When I sit through meetings, or read through policy statements, I feel like a stranger in a strange land. I understand the language, sure. But I so often feel like a conservative, where before I'd never have considered myself even faintly in that camp. Well, I feel conservative until I listen to the fever-dream falseness peddled by the far right, and then I'm aware of the awkwardly liminal space I inhabit.
The question, though, is whether or not this is a bad thing.
It doesn't have to be. Why must our engagement with those who view the world differently axiomatically be defined in terms of hostility?
When spending time in a different land, among a different people, why wouldn't you appreciate what you can about them?

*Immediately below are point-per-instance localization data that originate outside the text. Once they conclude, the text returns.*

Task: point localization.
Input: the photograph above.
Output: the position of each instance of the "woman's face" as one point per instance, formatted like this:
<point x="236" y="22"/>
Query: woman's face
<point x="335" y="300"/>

Like, for the good hearted and faithful progs with whom I am acquainted, their openness to the new things God is doing, their welcome of the stranger, their earnest kindness to those on the margins, their commitment to undoing injustices.
Or, for the good hearted conservatives with whom I am acquainted, their honoring of the witness of those who have come before, their ability to be contented with what is, their holding on to the good, their caution about fixing that which ain't broke.
Like Aesop's Bat, I don't fully inhabit either side in the culture war. But unlike Aesop's Bat, I'm not willing to pretend I'm allied with whichever side is ascendant. Or loudest. Or most aggressive.
My primary allegiances lie elsewhere, after all.